I drew this up in Jet personnel (4 WR, 1 RB) in an “Orange” alignment, but this concept can be run out of multiple personnel groupings. We see it vs. Tampa 2 defenses and man-coverage/ pressure fronts throughout the league. Take a look at the route up on the chalkboard.
Put the stress on the safeties, as this is the No.1 Cover 2 beater in the NFL. And if you want to defend this route, your safeties need to play with enough depth to get off of the numbers and close on the ball. But don’t forget about your CBs. In Cover 2, if your corners don’t sink (hard) and protect the safety on the 7 (corner) route, you are asking for trouble vs. NFL QBs. The concept is simple: put the bait (Flat route) in front on the CB and force him to squat—leaving a nice throwing lane open to the 7 cut. And that is a gift for a QB such as Indy’s Peyton Manning.
Plus, vs. pressure or man coverage, you are testing the leverage of your CBs. Play with sloppy technique or lose leverage on the hard inside stem from No.1 (X,Z), there is no help with a route breaking towards the boundary.

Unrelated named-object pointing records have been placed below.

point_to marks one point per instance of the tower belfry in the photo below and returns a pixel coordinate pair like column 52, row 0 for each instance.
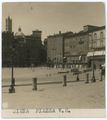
column 8, row 24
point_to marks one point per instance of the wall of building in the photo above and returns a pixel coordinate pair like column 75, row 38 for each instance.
column 97, row 39
column 55, row 46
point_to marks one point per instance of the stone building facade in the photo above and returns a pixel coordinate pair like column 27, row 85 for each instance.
column 77, row 47
column 97, row 46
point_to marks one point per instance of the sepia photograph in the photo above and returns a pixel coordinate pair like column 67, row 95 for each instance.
column 53, row 59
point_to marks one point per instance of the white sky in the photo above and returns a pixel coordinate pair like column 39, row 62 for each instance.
column 51, row 18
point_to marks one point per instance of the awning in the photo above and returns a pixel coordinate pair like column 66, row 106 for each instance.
column 96, row 53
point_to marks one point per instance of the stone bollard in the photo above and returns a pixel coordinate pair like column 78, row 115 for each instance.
column 101, row 77
column 87, row 78
column 34, row 83
column 65, row 81
column 12, row 89
column 77, row 77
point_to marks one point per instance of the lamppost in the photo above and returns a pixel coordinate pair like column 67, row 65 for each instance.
column 93, row 73
column 12, row 89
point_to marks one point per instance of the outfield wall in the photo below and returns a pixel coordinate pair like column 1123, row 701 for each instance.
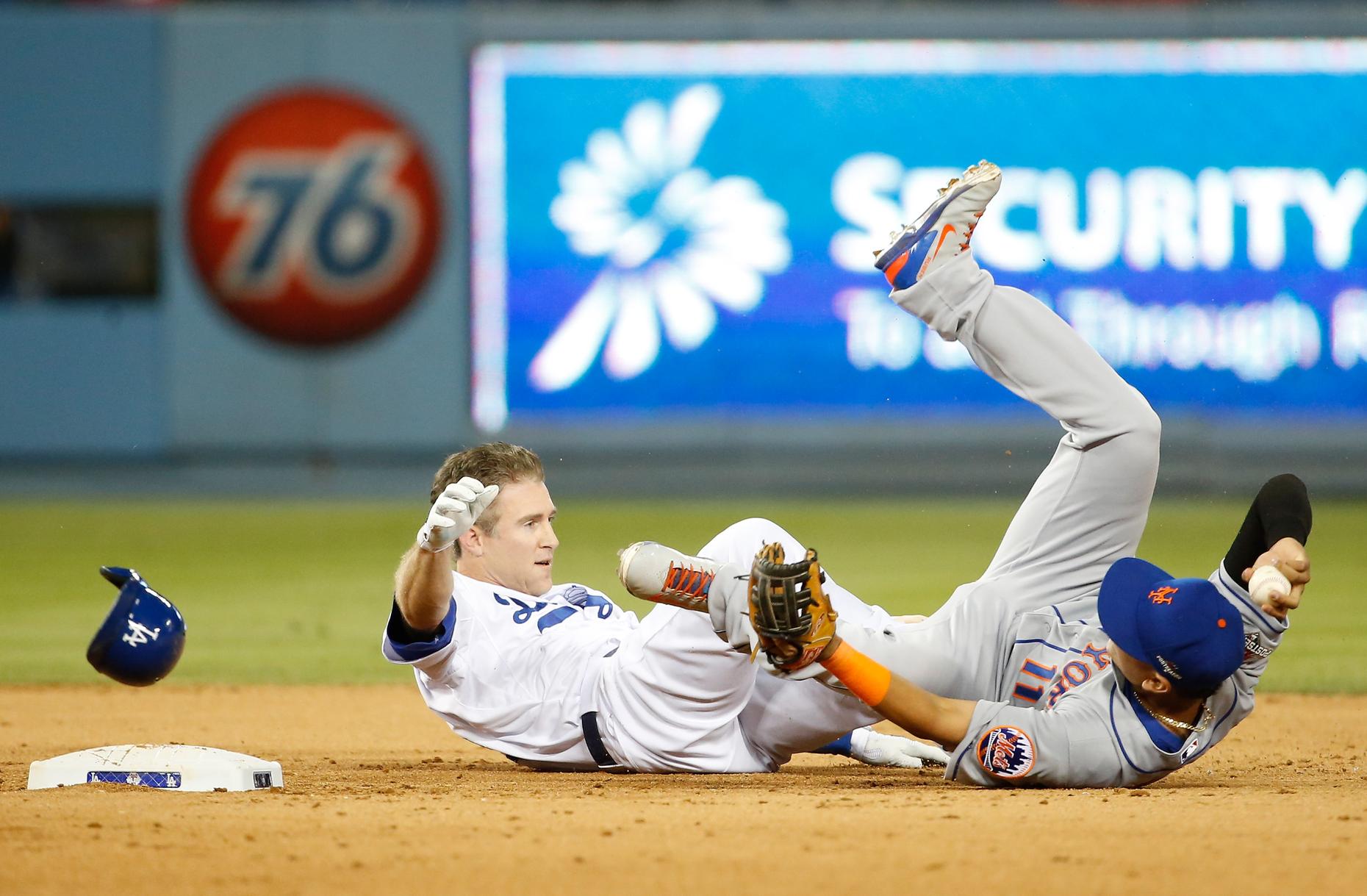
column 386, row 233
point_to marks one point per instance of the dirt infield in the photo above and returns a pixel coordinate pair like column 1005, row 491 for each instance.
column 381, row 798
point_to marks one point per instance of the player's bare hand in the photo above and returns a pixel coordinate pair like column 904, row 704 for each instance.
column 454, row 512
column 1289, row 559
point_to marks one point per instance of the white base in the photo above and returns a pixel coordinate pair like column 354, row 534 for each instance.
column 165, row 767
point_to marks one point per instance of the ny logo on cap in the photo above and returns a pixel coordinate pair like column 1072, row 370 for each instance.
column 1162, row 595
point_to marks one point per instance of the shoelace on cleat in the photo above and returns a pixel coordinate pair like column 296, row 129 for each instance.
column 686, row 581
column 968, row 236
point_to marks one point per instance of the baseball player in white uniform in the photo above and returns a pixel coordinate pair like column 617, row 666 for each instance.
column 561, row 678
column 1068, row 662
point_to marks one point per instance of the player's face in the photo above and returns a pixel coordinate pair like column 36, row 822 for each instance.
column 521, row 548
column 1135, row 670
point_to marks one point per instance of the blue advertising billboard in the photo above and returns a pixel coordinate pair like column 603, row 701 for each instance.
column 688, row 229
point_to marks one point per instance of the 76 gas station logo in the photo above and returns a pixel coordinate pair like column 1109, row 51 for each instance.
column 313, row 216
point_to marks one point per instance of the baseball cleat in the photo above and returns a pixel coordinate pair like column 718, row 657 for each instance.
column 659, row 573
column 944, row 230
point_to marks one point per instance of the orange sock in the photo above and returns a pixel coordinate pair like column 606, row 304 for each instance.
column 866, row 679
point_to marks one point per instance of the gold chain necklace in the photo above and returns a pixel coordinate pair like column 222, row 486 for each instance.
column 1206, row 714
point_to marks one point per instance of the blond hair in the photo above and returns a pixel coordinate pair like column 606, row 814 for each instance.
column 492, row 464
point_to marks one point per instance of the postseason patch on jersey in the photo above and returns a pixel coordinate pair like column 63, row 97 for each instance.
column 1008, row 753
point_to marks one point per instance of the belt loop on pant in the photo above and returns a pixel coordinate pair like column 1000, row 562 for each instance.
column 594, row 740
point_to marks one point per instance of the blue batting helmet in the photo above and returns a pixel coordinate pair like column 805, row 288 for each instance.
column 141, row 639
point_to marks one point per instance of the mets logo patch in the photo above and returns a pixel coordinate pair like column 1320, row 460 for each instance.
column 313, row 216
column 1008, row 753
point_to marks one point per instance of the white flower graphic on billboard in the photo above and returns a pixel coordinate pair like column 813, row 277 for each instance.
column 675, row 243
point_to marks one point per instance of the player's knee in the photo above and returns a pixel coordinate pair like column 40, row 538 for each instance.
column 740, row 541
column 1147, row 424
column 1143, row 429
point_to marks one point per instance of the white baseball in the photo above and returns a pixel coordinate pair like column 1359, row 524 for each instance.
column 1265, row 581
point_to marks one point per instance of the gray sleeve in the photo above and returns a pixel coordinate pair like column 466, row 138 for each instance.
column 1015, row 746
column 1262, row 635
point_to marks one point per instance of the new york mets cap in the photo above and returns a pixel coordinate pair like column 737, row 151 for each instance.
column 1183, row 627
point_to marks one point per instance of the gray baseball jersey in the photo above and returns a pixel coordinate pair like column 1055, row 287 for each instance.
column 1025, row 638
column 1063, row 717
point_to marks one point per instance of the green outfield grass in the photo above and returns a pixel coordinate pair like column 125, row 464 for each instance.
column 298, row 591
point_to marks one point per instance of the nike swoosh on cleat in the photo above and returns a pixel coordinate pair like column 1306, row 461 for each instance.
column 945, row 233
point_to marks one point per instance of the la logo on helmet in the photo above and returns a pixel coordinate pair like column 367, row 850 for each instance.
column 313, row 216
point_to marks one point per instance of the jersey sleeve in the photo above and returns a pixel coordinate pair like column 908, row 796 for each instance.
column 1016, row 746
column 402, row 646
column 1262, row 634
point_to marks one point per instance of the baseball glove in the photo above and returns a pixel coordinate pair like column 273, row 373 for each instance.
column 789, row 612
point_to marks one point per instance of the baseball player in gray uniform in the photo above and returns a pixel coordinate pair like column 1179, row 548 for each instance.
column 1069, row 662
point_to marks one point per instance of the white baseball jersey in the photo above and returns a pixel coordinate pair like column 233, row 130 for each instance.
column 506, row 669
column 516, row 673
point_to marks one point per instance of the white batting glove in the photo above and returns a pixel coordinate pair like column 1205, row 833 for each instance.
column 454, row 512
column 871, row 748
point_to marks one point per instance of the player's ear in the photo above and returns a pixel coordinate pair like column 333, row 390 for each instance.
column 472, row 543
column 1155, row 683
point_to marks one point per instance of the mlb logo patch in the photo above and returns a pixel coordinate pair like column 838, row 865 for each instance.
column 1006, row 753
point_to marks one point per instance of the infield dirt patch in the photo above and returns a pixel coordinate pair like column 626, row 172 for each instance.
column 381, row 798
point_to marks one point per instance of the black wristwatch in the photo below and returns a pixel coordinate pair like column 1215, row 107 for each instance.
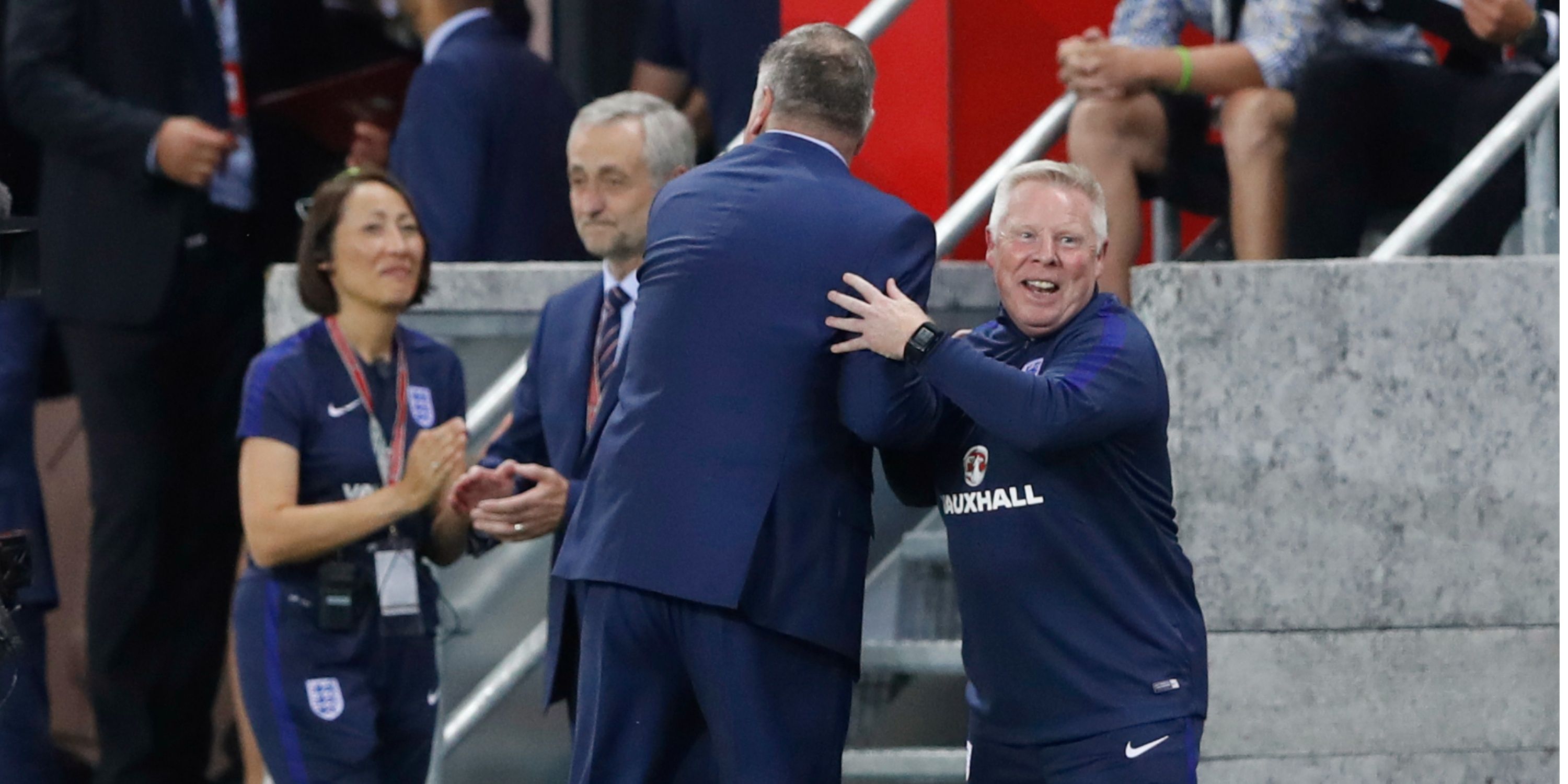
column 1536, row 40
column 923, row 342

I drew the Spot route in Regular personnel (2 WR, 1 TE, 2 RB) in a “Pro” alignment with the Z receiver on short divide motion. A bunch concept that will test the discipline of Cover 4 (quarters), Cover 1 and Cover 2. It looks simple, but if you can’t defend the Spot route on 3rd and short to 3rd and medium, you will not get off of the field. And that is a killer when you play good football on first and second down. Check it out on the chalkboard.
Looks simple, right? A 7 route from the TE (Y), the Z on the short inside Curl and the FB (F) running a simple Flat route. However, vs. any bunch concept, if you don’t keep leverage and understand route schemes, you will consistently get beat.

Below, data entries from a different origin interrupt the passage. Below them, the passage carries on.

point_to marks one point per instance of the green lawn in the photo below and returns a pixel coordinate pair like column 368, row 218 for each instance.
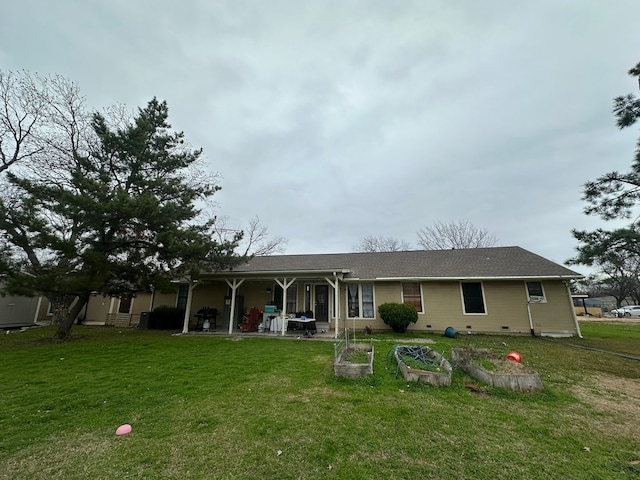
column 215, row 407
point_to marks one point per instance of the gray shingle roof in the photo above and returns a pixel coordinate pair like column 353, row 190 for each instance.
column 514, row 262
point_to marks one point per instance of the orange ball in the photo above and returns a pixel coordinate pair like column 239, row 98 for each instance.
column 514, row 356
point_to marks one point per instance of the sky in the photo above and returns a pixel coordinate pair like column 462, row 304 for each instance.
column 335, row 120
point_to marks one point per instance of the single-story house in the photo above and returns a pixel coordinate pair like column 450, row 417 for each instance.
column 506, row 290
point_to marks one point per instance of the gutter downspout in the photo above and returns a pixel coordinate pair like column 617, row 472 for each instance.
column 533, row 334
column 573, row 310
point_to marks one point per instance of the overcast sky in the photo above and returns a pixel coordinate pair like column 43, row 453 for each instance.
column 334, row 120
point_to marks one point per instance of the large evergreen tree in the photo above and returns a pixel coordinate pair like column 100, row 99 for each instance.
column 614, row 195
column 117, row 219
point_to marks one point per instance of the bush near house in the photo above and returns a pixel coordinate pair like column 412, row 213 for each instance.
column 398, row 315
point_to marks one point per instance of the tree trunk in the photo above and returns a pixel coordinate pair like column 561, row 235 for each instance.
column 70, row 313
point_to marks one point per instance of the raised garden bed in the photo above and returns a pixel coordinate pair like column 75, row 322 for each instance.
column 495, row 370
column 422, row 364
column 356, row 360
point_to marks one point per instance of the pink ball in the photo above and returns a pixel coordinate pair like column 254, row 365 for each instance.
column 123, row 429
column 514, row 356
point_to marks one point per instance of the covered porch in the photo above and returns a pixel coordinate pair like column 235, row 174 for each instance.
column 266, row 302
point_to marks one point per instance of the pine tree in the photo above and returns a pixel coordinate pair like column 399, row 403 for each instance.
column 118, row 219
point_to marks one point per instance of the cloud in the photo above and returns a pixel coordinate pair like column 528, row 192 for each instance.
column 336, row 120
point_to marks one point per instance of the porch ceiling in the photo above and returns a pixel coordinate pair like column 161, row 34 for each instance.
column 270, row 275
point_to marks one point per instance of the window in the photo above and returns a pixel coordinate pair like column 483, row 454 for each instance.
column 125, row 304
column 292, row 298
column 473, row 298
column 183, row 294
column 360, row 302
column 412, row 295
column 535, row 293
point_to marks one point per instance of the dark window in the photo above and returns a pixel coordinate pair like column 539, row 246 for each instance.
column 292, row 298
column 411, row 295
column 473, row 299
column 183, row 294
column 125, row 304
column 360, row 299
column 535, row 289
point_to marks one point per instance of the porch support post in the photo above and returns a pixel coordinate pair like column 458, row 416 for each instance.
column 234, row 285
column 284, row 284
column 335, row 283
column 35, row 317
column 187, row 311
column 573, row 310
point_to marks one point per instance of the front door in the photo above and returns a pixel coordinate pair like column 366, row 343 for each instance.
column 322, row 303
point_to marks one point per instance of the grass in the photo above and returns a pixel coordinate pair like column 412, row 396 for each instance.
column 220, row 408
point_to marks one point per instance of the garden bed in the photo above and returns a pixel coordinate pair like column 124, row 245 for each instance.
column 354, row 361
column 422, row 364
column 495, row 370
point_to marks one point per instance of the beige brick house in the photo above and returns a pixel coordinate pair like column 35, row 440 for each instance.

In Cover 4, there needs to be a “Box” call made (same as we discussed last week in my Cover 7 breakdown). Play four on three and drive downhill to take away the Curl (or the “Spot”), because that is where the QB wants to go with the football. In Cover 1, the CB needs to play close to the hip of Z and the SS must maintain outside leverage on Y running the 7. And, in Cover 2, the Sam backer (playing in the “seam-hook”) has to break to the Z—who will post up in the hole of the zone. The idea for the offense is to clear out space for the Z to work, and using motion forces the defense to adjust on the fly. Plus, don't forget about the backside X receiver. A 3×1 formation is an alert to the defense for the backside slant.
The deep Dig route, drawn here in “Posse” personnel (3 WR, 1 TE, 1 RB) in a “Doubles” alignment. We associate this route with Mike Martz’s offense in Chicago, but this is a concept we see all over the league. Once the route takes shape, we are looking at glorified “Hi-Lo” concept, but focus here on the middle of the field—because that is where the ball is going.
Clear out the middle of the field with the W receiver running the inside vertical seam. Perfect to take the Mike Backer out of the picture in Cover 2, run off the SS in Cover 4 and distract the FS playing the deep middle of the field in both Cover 1 and Cover 3. Working vs. zone coverage, the offense wants to find the hole between the top of the defense and the underneath droppers. And vs. Cover 1, you are testing the CBs ability to play the vertical release and drive across the field all while maintaining outside leverage. Not easy.
Look for this route on 3rd and 7-plus situations. Because if the QB has protection (and can wait for this concept to develop), this is an easy throw into the middle of the field. Move the sticks and start working your way down the field. From a defensive perspective, your underneath defenders must get enough depth to take away the dig.